A Montalbán Hanukkah

Yesterday’s Rhymes With Orange, with a POP (phrasal overlap portmanteau):

(#1)

That’s The Wrath of Khan + Hanukkah. (Hilary Price is fond of POPs.) Hanukkah began at sunset yesterday — note the one candle already lit in  the menorah — and will continue for eight days, one day for each of the eight branches of the menorah. The admonitory figure in the cartoon is the villainous Khan from Star Trek, as played by Ricardo Montalbán. By order of Khan, Spock and Kirk will get no Hanukkah gelt or other desirable presents, just socks. Oy

From Daniel MacKay on Facebook, “Happy Hanukkah from Canada”, with a wonderful moose menorah:

(#2)

On to Khan. From Wikipedia:

Star Trek II: The Wrath of Khan is a 1982 American science fiction film released by Paramount Pictures. It is the second film based on Star Trek, and is a sequel to Star Trek: The Motion Picture (1979). The plot features Admiral James T. Kirk (William Shatner) and the crew of the starship USS Enterprise facing off against the genetically-engineered tyrant Khan Noonien Singh (Ricardo Montalbán), a character who first appeared in the 1967 Star Trek television series episode “Space Seed”.
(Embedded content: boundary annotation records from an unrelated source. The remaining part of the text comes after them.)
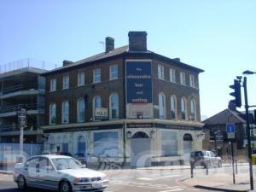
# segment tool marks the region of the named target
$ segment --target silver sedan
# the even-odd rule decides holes
[[[14,181],[21,190],[34,187],[60,192],[103,191],[108,185],[104,173],[87,169],[72,157],[55,154],[34,156],[16,164]]]

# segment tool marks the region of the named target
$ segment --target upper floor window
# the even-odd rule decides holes
[[[118,75],[119,75],[119,67],[118,65],[113,65],[109,67],[109,79],[118,79]]]
[[[49,91],[56,90],[56,79],[51,79],[49,83]]]
[[[96,115],[96,108],[102,108],[102,97],[100,96],[96,96],[93,99],[93,119],[95,120],[95,115]]]
[[[159,102],[159,118],[166,118],[166,96],[163,93],[160,93],[158,96]]]
[[[180,84],[186,85],[186,73],[184,72],[180,73]]]
[[[164,67],[161,65],[158,65],[158,78],[160,79],[165,79]]]
[[[62,102],[61,123],[67,124],[68,121],[69,121],[69,104],[68,104],[68,101],[64,101]]]
[[[170,68],[170,81],[176,83],[175,69]]]
[[[119,95],[113,93],[110,96],[109,98],[109,117],[110,119],[114,119],[119,118]]]
[[[194,99],[192,99],[190,101],[190,119],[191,120],[195,120],[195,117],[196,117],[196,110],[195,110],[195,102]]]
[[[96,68],[93,71],[93,83],[101,82],[101,69]]]
[[[84,98],[81,97],[78,100],[77,103],[77,118],[78,122],[84,122],[85,121],[85,102]]]
[[[177,118],[177,100],[175,96],[171,96],[171,119],[176,119]]]
[[[56,124],[56,104],[50,103],[49,105],[49,124],[55,125]]]
[[[187,100],[184,97],[181,99],[181,119],[187,119]]]
[[[64,89],[68,89],[69,88],[69,76],[65,75],[63,77],[63,90]]]
[[[189,75],[189,85],[190,87],[195,87],[195,75]]]
[[[84,85],[84,72],[78,73],[78,86]]]

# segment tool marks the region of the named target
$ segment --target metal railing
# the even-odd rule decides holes
[[[4,89],[2,89],[0,91],[0,94],[8,94],[8,93],[13,93],[19,90],[37,90],[38,89],[38,84],[16,84],[15,86],[7,87]]]
[[[51,70],[57,67],[55,63],[50,63],[37,59],[26,58],[0,65],[0,73],[15,71],[24,67],[35,67],[43,70]]]
[[[37,124],[28,124],[27,127],[24,128],[24,131],[37,131]],[[0,132],[11,132],[20,131],[18,125],[0,125]]]

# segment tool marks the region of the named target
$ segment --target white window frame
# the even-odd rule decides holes
[[[116,67],[116,71],[113,71]],[[119,66],[117,64],[109,67],[109,80],[117,79],[119,77]]]
[[[63,76],[62,79],[62,89],[67,90],[69,88],[69,75]]]
[[[180,72],[180,84],[186,85],[186,73],[184,72]]]
[[[97,73],[99,73],[97,74]],[[93,83],[100,83],[102,81],[102,70],[101,68],[96,68],[93,70]]]
[[[158,79],[164,80],[165,79],[165,67],[162,65],[158,65],[157,67]]]
[[[84,101],[84,106],[82,106],[84,108],[84,113],[82,114],[83,117],[81,116],[80,113],[80,102]],[[77,122],[78,123],[83,123],[85,122],[85,100],[83,97],[80,97],[78,102],[77,102]]]
[[[185,113],[185,119],[183,119],[183,113]],[[181,99],[181,119],[182,120],[188,119],[188,107],[187,107],[187,100],[185,97],[182,97]]]
[[[96,102],[96,98],[99,98],[99,99],[101,99],[101,106],[99,107],[99,108],[102,108],[102,96],[96,96],[94,98],[93,98],[93,100],[92,100],[92,102],[93,102],[93,103],[92,103],[92,117],[93,117],[93,120],[96,120],[95,119],[95,112],[96,112],[96,104],[95,104],[95,102]]]
[[[189,85],[190,85],[190,87],[195,87],[195,75],[189,74]]]
[[[113,108],[112,106],[112,98],[113,96],[117,96],[117,106],[115,108]],[[117,93],[113,93],[110,95],[109,96],[109,119],[119,119],[119,95]],[[113,118],[112,116],[112,109],[115,109],[116,110],[116,117]]]
[[[194,112],[194,118],[192,116],[192,112]],[[190,100],[190,119],[193,121],[196,120],[196,105],[195,99]]]
[[[170,82],[176,83],[176,70],[170,68]]]
[[[78,73],[78,86],[84,85],[85,82],[85,73],[84,72],[79,72]]]
[[[159,119],[166,119],[166,100],[164,93],[158,95]],[[161,103],[161,102],[162,103]],[[162,105],[161,105],[162,104]]]
[[[54,113],[54,116],[55,118],[55,122],[53,123],[52,122],[52,119],[53,119],[53,106],[55,106],[55,113]],[[56,103],[55,102],[51,102],[49,104],[49,125],[55,125],[56,124]]]
[[[49,91],[55,91],[56,90],[56,79],[51,79],[49,80]]]
[[[67,111],[65,111],[65,103],[67,103]],[[67,116],[67,122],[65,122],[65,119]],[[67,100],[65,100],[64,102],[62,102],[62,105],[61,105],[61,123],[62,124],[68,124],[69,122],[69,102]]]
[[[173,102],[174,102],[174,108],[173,108],[173,106],[172,105],[172,98],[173,98]],[[170,109],[171,109],[171,119],[177,119],[177,98],[174,95],[171,96],[171,98],[170,98]],[[174,109],[174,114],[175,114],[175,118],[172,118],[172,108]]]

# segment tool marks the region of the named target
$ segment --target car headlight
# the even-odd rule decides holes
[[[76,183],[86,183],[86,182],[90,182],[90,179],[87,177],[75,177],[74,182]]]

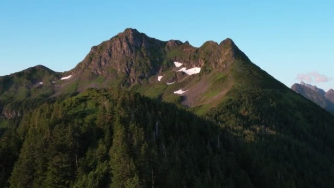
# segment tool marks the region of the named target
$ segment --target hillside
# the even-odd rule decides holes
[[[230,39],[196,48],[126,29],[54,74],[47,95],[0,100],[14,114],[0,119],[0,184],[334,186],[334,117]]]
[[[329,112],[334,112],[334,98],[333,97],[334,92],[333,89],[330,89],[326,92],[315,85],[312,85],[302,82],[300,84],[295,84],[292,85],[291,86],[291,89],[313,101]]]

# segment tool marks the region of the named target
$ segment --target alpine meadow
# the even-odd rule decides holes
[[[334,117],[230,39],[127,28],[0,77],[0,187],[334,188]]]

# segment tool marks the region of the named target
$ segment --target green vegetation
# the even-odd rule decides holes
[[[57,85],[42,66],[0,77],[0,187],[334,187],[334,117],[231,40],[128,29],[92,49]]]

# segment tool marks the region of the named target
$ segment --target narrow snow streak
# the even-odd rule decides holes
[[[201,67],[194,67],[187,69],[187,68],[183,67],[177,71],[177,72],[182,71],[186,74],[191,75],[194,74],[198,74],[201,72]]]
[[[178,90],[176,91],[174,91],[174,93],[181,95],[181,94],[183,94],[183,93],[186,92],[187,91],[188,91],[188,90],[186,90],[186,91],[182,91],[182,89],[181,89]]]
[[[174,62],[174,64],[175,65],[175,66],[177,67],[179,67],[181,66],[181,65],[182,65],[183,63],[181,63],[180,62]]]
[[[66,76],[66,77],[63,77],[63,78],[61,78],[61,80],[67,80],[69,78],[71,78],[71,76],[72,76],[72,75],[69,75],[68,76]]]

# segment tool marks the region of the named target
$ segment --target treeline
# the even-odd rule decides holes
[[[6,129],[0,138],[0,184],[5,188],[334,186],[331,122],[316,115],[303,121],[292,121],[293,114],[280,116],[281,102],[259,106],[270,100],[268,96],[240,93],[206,119],[174,104],[111,89],[91,89],[44,102],[26,110],[17,126]]]
[[[90,89],[45,103],[25,114],[11,135],[17,138],[1,138],[7,146],[1,149],[15,148],[12,155],[18,155],[11,173],[3,175],[10,174],[2,180],[5,187],[249,188],[262,182],[261,169],[241,142],[174,105],[137,94]],[[1,165],[12,163],[5,159]]]

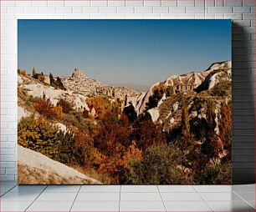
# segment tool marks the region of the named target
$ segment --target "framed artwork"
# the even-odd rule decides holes
[[[20,184],[229,184],[230,20],[18,20]]]

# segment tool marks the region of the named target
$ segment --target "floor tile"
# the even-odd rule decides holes
[[[193,185],[198,192],[230,192],[230,189],[225,185]]]
[[[165,202],[167,211],[212,211],[204,202]]]
[[[33,193],[8,193],[1,197],[3,202],[29,202],[33,201],[39,194]]]
[[[158,202],[120,202],[120,211],[166,211],[161,201]]]
[[[243,201],[207,202],[213,211],[254,211],[254,209]]]
[[[74,202],[71,211],[119,211],[119,202]]]
[[[73,202],[33,202],[27,211],[69,211]]]
[[[15,186],[17,185],[16,182],[0,182],[1,188],[2,186]]]
[[[81,185],[49,185],[45,190],[46,193],[59,192],[78,192]]]
[[[119,193],[79,193],[75,201],[90,202],[90,201],[119,201]]]
[[[159,192],[157,185],[121,185],[121,192]]]
[[[237,194],[233,192],[227,193],[200,193],[206,201],[237,201],[242,200]]]
[[[203,201],[197,193],[161,193],[163,201]]]
[[[160,192],[197,192],[192,185],[158,185]]]
[[[9,192],[11,193],[41,193],[46,185],[18,185]]]
[[[120,192],[120,185],[82,185],[79,192]]]
[[[0,211],[24,211],[31,202],[1,202]]]
[[[159,193],[121,193],[121,201],[161,201]]]
[[[249,203],[253,207],[255,207],[255,193],[240,192],[236,193],[238,196],[242,197],[243,200]]]
[[[235,184],[231,186],[231,189],[235,192],[254,192],[255,184]]]
[[[14,193],[13,193],[14,194]],[[37,202],[72,202],[77,193],[43,193],[36,199]]]

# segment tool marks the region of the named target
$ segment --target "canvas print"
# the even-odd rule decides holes
[[[230,20],[18,24],[18,184],[231,184]]]

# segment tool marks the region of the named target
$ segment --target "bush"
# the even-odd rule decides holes
[[[141,160],[131,159],[124,183],[139,184],[192,184],[192,179],[178,165],[182,154],[174,146],[149,147]]]
[[[197,184],[231,184],[231,164],[224,163],[216,165],[209,164],[195,174]]]
[[[94,140],[88,132],[84,129],[79,129],[74,139],[80,164],[84,167],[99,167],[101,154],[95,148]]]
[[[62,107],[60,105],[54,106],[51,109],[50,113],[54,117],[60,117],[63,115]]]
[[[59,128],[44,118],[22,118],[18,124],[18,144],[55,159],[59,154],[58,132]]]
[[[136,120],[133,124],[132,139],[143,151],[150,146],[166,144],[166,138],[160,125],[151,120]]]
[[[38,103],[33,104],[33,108],[35,111],[38,112],[40,114],[47,117],[51,118],[51,109],[54,108],[49,98],[45,97],[45,93],[43,94],[43,98],[38,101]]]
[[[84,164],[74,134],[62,132],[44,118],[22,118],[18,124],[18,144],[65,164]]]

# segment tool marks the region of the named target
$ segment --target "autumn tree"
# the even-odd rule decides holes
[[[226,147],[231,144],[231,103],[222,103],[219,119],[219,137]]]
[[[33,69],[32,69],[32,76],[34,77],[35,73],[36,73],[36,69],[35,69],[35,68],[33,68]]]
[[[69,114],[69,112],[73,110],[74,105],[65,98],[59,98],[58,100],[57,106],[61,106],[64,114]]]
[[[18,144],[55,159],[59,153],[58,131],[58,127],[42,117],[35,119],[34,115],[31,115],[22,118],[18,124]]]
[[[151,119],[139,119],[136,120],[133,124],[132,138],[142,151],[150,146],[166,144],[166,138],[161,132],[161,126],[154,124]]]

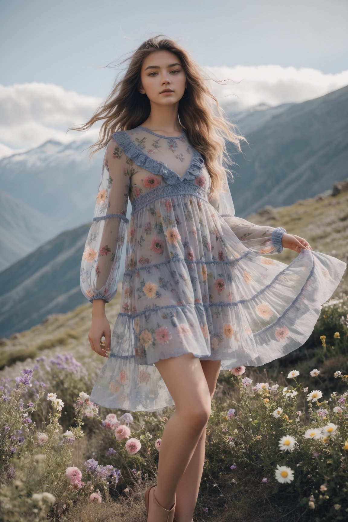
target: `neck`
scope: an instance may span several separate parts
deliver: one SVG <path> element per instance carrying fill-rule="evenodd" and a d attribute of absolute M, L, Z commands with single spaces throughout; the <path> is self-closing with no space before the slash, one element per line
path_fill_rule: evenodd
<path fill-rule="evenodd" d="M 174 103 L 166 107 L 151 102 L 149 117 L 141 125 L 159 134 L 180 134 L 183 129 L 178 117 L 178 105 Z"/>

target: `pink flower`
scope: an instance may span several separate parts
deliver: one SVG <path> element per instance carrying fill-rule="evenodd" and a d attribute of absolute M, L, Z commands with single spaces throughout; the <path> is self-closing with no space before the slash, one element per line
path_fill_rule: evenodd
<path fill-rule="evenodd" d="M 161 184 L 161 180 L 155 176 L 147 176 L 142 180 L 142 184 L 147 188 L 153 188 Z"/>
<path fill-rule="evenodd" d="M 166 326 L 161 326 L 156 330 L 156 341 L 160 345 L 169 342 L 169 340 L 171 338 L 171 333 Z"/>
<path fill-rule="evenodd" d="M 234 375 L 241 375 L 245 371 L 245 366 L 237 366 L 235 368 L 232 368 L 231 373 Z"/>
<path fill-rule="evenodd" d="M 109 413 L 105 417 L 105 419 L 103 421 L 102 424 L 105 428 L 113 429 L 119 425 L 120 423 L 117 420 L 117 418 L 115 413 Z"/>
<path fill-rule="evenodd" d="M 287 328 L 286 326 L 282 326 L 275 330 L 274 335 L 279 341 L 282 341 L 289 335 L 289 328 Z"/>
<path fill-rule="evenodd" d="M 221 292 L 225 289 L 225 281 L 224 281 L 223 278 L 219 277 L 218 279 L 217 279 L 215 281 L 215 284 L 214 286 L 219 293 L 221 293 Z"/>
<path fill-rule="evenodd" d="M 206 186 L 206 179 L 204 176 L 197 176 L 195 180 L 195 183 L 196 185 L 198 185 L 199 187 L 201 187 L 202 188 L 204 188 Z"/>
<path fill-rule="evenodd" d="M 120 424 L 117 426 L 114 433 L 117 440 L 122 441 L 124 438 L 128 438 L 130 435 L 130 430 L 125 424 Z"/>
<path fill-rule="evenodd" d="M 158 438 L 157 441 L 154 442 L 154 447 L 158 452 L 159 452 L 161 449 L 161 443 L 162 442 L 161 438 Z"/>
<path fill-rule="evenodd" d="M 136 453 L 141 447 L 141 444 L 140 441 L 138 441 L 137 438 L 135 438 L 134 437 L 132 437 L 131 438 L 129 439 L 125 444 L 125 448 L 129 455 L 133 455 L 134 453 Z"/>
<path fill-rule="evenodd" d="M 102 501 L 102 497 L 100 494 L 98 493 L 92 493 L 89 495 L 89 500 L 91 502 L 97 502 L 100 503 Z"/>
<path fill-rule="evenodd" d="M 160 238 L 152 238 L 150 250 L 156 254 L 163 253 L 163 242 Z"/>
<path fill-rule="evenodd" d="M 71 484 L 79 484 L 81 483 L 82 473 L 76 466 L 73 466 L 70 468 L 67 468 L 65 474 Z"/>

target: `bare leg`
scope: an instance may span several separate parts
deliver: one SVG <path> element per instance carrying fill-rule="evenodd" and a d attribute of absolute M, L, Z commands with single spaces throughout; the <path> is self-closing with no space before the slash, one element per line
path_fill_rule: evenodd
<path fill-rule="evenodd" d="M 207 425 L 211 400 L 201 361 L 193 354 L 161 359 L 155 365 L 175 404 L 175 411 L 162 436 L 158 485 L 154 492 L 157 501 L 169 509 L 174 503 L 180 478 Z"/>
<path fill-rule="evenodd" d="M 201 361 L 212 399 L 220 373 L 221 361 Z M 177 522 L 191 522 L 200 485 L 206 453 L 206 425 L 188 466 L 176 488 L 176 505 L 174 517 Z"/>

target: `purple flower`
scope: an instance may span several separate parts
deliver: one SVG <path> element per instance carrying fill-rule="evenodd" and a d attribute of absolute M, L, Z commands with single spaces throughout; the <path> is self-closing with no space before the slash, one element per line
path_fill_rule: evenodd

RM as Khan, displaying his powerful pectorals:

(#3)

Here’s a much younger RM, also displaying his body:

(#4)

From Wikipedia on the actor:

Ricardo Gonzalo Pedro Montalbán y Merino, (… November 25, 1920 – January 14, 2009), was a Mexican actor. His career spanned seven decades, during which he became known for many different roles. During the 1970s, he was a spokesman in automobile advertisements for Chrysler, including those in which he extolled the “soft Corinthian leather” used for the Cordoba’s interior.

As the character in this commercial, RM was widely parodied.

From 1977 to 1984, Montalbán played Mr. Roarke in the television series Fantasy Island.

… Many of his early roles were in Westerns in which he played character parts, usually as an “Indian” or as a “Latin Lover”, but he was cast against type in the film Mystery Street (1950), playing a Cape Cod police officer. From 1957 to 1959, he starred in the Broadway musical Jamaica, singing several light-hearted calypso numbers opposite Lena Horne.

During the 1950s and 1960s, he was one of only a handful of actively working Hispanic actors in Hollywood, although he portrayed several ethnicities – occasionally of Japanese background, as in with the character of Nakamura in the film Sayonara (1957), and as Tokura in the Hawaii Five-O episode “Samurai” (1968). In the 1963 comedy Love Is a Ball, he played a naive, penniless French duke being groomed as a potential husband for a rich American woman.